Stio, la fiera della Croce: dalla seta ai giorni nostri in una storia plurisecolare
La plurisecolare “fiera della Croce” vanta una genesi remota. Il territorio di Stio, per tale motivo, è scenario di uno dei più importanti mercati fioriti nell’antica Lucania e nell’odierno Cilento. Fin dai suoi albori, infatti, l’appuntamento s’impose dapprima come un nodo cruciale di scambio e di confronto e, successivamente, anche come indiscusso riferimento sociale e culturale.
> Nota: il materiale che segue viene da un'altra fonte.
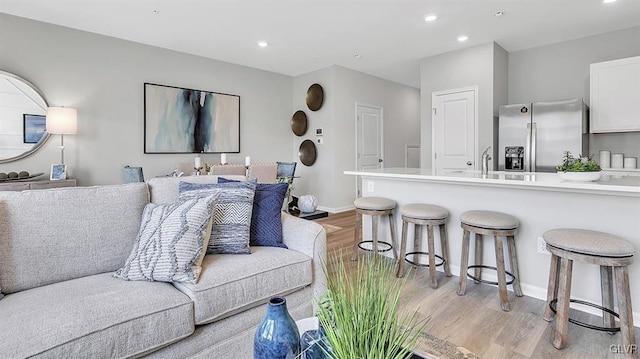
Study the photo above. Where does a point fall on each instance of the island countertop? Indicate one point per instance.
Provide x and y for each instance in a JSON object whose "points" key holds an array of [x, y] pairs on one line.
{"points": [[609, 183]]}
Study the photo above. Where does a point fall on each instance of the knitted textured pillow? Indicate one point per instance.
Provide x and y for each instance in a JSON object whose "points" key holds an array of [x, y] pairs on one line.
{"points": [[266, 220], [231, 215], [171, 242]]}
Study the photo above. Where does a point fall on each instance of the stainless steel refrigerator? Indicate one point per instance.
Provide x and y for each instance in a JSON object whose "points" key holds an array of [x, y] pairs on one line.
{"points": [[532, 137]]}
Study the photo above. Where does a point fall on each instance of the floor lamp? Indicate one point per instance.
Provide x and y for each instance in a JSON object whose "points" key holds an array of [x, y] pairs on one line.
{"points": [[62, 121]]}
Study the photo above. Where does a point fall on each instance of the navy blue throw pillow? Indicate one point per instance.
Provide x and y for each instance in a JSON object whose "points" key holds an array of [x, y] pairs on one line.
{"points": [[266, 223]]}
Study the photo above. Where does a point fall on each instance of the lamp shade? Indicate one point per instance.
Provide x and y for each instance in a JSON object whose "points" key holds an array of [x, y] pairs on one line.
{"points": [[62, 121]]}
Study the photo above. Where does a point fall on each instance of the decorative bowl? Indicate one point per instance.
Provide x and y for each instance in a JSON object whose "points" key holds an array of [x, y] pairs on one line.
{"points": [[580, 176]]}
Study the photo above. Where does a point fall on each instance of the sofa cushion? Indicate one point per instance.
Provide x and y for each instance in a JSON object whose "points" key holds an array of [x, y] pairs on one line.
{"points": [[93, 317], [171, 243], [229, 284], [165, 189], [266, 224], [231, 215], [52, 235]]}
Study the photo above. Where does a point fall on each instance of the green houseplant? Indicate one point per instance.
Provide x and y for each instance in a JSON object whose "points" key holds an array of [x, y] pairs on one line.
{"points": [[580, 168], [360, 313]]}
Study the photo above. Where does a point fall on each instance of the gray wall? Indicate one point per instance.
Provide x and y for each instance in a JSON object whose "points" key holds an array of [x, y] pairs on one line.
{"points": [[103, 78], [473, 66], [561, 70], [343, 89]]}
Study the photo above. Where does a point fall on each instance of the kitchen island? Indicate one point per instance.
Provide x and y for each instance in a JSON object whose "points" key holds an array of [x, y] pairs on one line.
{"points": [[541, 201]]}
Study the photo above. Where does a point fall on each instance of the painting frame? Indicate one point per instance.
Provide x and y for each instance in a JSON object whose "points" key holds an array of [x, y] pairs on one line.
{"points": [[183, 120], [33, 128]]}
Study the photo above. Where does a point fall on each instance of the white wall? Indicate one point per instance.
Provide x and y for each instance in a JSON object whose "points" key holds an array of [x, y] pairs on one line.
{"points": [[473, 66], [343, 88], [561, 70], [103, 78]]}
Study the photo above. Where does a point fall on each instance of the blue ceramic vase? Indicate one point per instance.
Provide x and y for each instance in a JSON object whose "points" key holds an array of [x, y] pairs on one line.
{"points": [[277, 336]]}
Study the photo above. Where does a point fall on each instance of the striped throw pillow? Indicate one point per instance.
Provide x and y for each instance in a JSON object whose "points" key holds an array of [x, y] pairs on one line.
{"points": [[230, 231], [172, 242]]}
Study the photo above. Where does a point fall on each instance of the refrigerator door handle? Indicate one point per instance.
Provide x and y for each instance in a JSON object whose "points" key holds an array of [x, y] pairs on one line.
{"points": [[534, 135], [527, 150]]}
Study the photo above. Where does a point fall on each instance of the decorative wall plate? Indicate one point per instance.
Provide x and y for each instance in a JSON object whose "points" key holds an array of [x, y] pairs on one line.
{"points": [[315, 97], [307, 152], [299, 123]]}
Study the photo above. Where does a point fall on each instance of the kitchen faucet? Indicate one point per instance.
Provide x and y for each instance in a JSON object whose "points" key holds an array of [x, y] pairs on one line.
{"points": [[485, 161]]}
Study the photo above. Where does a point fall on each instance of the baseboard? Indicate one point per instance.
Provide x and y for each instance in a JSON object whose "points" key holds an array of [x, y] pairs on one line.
{"points": [[541, 293], [336, 209]]}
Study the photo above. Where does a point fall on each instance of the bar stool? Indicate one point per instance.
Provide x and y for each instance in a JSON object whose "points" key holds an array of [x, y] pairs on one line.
{"points": [[613, 254], [375, 207], [494, 224], [424, 215]]}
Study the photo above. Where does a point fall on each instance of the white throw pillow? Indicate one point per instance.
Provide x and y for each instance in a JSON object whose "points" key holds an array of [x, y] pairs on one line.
{"points": [[172, 242]]}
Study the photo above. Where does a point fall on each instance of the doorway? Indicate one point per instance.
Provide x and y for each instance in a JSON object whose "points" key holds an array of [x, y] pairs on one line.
{"points": [[454, 129], [369, 140]]}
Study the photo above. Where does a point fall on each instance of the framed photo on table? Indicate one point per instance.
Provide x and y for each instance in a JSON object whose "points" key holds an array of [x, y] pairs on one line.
{"points": [[33, 128], [58, 172]]}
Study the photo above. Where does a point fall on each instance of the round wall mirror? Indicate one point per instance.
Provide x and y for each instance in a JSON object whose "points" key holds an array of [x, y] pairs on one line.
{"points": [[22, 118]]}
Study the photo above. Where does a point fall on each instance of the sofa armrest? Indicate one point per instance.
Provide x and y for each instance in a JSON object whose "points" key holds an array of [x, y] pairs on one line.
{"points": [[309, 238]]}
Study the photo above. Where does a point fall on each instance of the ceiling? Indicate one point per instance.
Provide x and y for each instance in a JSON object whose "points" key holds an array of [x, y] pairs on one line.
{"points": [[384, 38]]}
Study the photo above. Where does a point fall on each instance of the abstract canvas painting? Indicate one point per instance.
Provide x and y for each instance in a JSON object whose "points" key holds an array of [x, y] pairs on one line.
{"points": [[179, 120], [33, 128]]}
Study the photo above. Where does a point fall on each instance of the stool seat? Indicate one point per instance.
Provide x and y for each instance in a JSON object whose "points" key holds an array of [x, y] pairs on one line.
{"points": [[489, 219], [374, 203], [424, 211], [589, 242]]}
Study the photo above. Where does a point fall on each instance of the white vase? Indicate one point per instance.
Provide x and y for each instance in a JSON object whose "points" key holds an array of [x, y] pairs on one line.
{"points": [[307, 203]]}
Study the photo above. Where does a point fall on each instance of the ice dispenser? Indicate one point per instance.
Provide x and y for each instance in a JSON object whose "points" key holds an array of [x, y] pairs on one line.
{"points": [[514, 158]]}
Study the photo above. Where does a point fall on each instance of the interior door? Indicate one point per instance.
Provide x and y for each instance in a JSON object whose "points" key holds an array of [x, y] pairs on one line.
{"points": [[454, 133], [368, 139]]}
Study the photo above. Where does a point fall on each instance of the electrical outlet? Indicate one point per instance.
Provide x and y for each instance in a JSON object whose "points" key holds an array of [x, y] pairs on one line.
{"points": [[542, 246]]}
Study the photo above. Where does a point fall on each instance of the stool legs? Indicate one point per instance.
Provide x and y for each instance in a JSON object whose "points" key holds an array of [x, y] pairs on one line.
{"points": [[552, 287], [356, 237], [477, 272], [403, 249], [564, 295], [502, 277], [513, 260], [623, 292], [606, 283], [464, 263], [392, 226], [444, 243]]}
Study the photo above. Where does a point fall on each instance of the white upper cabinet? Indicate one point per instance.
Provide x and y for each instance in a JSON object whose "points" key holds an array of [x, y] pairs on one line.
{"points": [[615, 95]]}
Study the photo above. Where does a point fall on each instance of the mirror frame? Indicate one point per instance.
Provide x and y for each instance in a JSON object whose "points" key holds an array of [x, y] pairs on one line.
{"points": [[44, 138]]}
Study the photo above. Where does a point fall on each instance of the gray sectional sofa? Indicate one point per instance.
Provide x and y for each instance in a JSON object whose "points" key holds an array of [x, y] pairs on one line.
{"points": [[60, 247]]}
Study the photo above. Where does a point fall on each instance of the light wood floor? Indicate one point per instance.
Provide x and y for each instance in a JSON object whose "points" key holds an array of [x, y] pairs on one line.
{"points": [[476, 322]]}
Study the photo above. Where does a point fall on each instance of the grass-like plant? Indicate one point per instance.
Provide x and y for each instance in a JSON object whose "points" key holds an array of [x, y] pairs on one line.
{"points": [[360, 313], [570, 163]]}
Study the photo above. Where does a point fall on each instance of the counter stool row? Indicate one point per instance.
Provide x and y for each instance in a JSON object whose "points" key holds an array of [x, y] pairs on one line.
{"points": [[419, 215], [613, 254]]}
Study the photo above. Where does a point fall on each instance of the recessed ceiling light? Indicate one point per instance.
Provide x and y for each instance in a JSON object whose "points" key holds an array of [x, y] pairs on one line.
{"points": [[430, 17]]}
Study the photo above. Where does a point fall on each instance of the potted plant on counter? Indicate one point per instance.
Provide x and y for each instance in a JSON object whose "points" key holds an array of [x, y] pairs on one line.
{"points": [[580, 168]]}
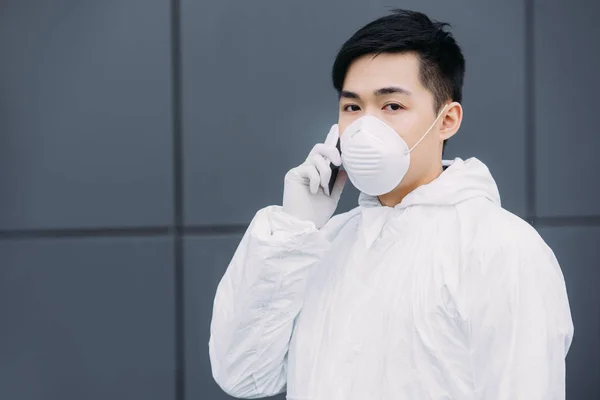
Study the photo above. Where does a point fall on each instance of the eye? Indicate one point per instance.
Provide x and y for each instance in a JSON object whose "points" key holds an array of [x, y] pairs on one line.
{"points": [[393, 107], [351, 108]]}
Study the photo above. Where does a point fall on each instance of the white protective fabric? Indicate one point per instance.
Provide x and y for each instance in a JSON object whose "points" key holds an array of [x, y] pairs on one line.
{"points": [[445, 296]]}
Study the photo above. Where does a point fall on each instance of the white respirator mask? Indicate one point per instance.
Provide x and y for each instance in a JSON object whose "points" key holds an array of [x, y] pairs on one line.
{"points": [[375, 157]]}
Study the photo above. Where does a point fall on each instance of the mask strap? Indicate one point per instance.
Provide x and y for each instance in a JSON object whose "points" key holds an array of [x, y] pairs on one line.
{"points": [[432, 125]]}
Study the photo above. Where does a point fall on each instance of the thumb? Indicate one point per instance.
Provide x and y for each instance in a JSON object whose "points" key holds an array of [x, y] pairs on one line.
{"points": [[338, 186]]}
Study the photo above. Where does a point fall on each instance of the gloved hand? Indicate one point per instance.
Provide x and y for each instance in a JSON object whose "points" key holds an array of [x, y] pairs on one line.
{"points": [[306, 188]]}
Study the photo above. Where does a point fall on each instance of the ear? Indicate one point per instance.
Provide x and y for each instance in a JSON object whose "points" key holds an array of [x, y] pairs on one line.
{"points": [[451, 121]]}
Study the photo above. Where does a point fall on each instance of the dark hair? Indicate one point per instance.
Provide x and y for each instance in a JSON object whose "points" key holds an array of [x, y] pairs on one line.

La “Fiera della Croce”: storia e istituzione
Ai margini dell’abitato di Stio si trova una cappella dedicata alla Madonna nota come “Santa Maria della Croce” poiché vi si custodiva una reliquia della Croce di Cristo. Proprio per questa sua caratteristica è stata meta di cospicui pellegrinaggi soprattutto in occasione della festività che si celebrava l’8 settembre. L’affluenza di fedeli è sempre stata piuttosto costante e garantiva buone presenze. Su queste basi nasce un piccolo mercato che ben presto diventerà una grande e rinomata fiera. L’origine è antichissima ed è ipotizzabile che fosse già attiva intorno al 1200 sotto la giurisdizione di Gioi. Solamente dal XV secolo, però, si conservano notizie documentarie che ne testimoniano l’importanza. Nei primi anni dell’Ottocento, con l’istituzione dei Comuni in seguito all’abolizione della feudalità, la fiera passa sotto la responsabilità di Stio giacché il pianoro antistante la cappella fu assegnato al suo demanio.
La seta e il bestiame
Proprio lo spiazzo su cui si affaccia la chiesetta divenne il luogo di scambio in cui agli inizi dominava il baratto. In origine si protraeva per più giorni e durava dal 4 all’8 settembre. Oltre a essere un momento molto proficuo per gli abitanti della zona, con la graduale introduzione della moneta, il mercato attirò commercianti di seta provenienti da ogni parte, tanto da imporsi come una delle fiere più importanti del Mediterraneo. Rimane, tuttavia, un volano economico soprattutto per i pastori del circondario che avevano la possibilità di commerciare i formaggi e i capi di bestiame. In riferimento a questa peculiarità va ricordato che la “fiera di Stio” insieme a quella della “frecagnola di Cannalonga“, è tra le ultime a mantenere viva quella tradizione che porta in tavola “il castrato” o “la capra bollita”. In passato, invece, questa caratteristica, accomunava quasi tutte le fiere della zona.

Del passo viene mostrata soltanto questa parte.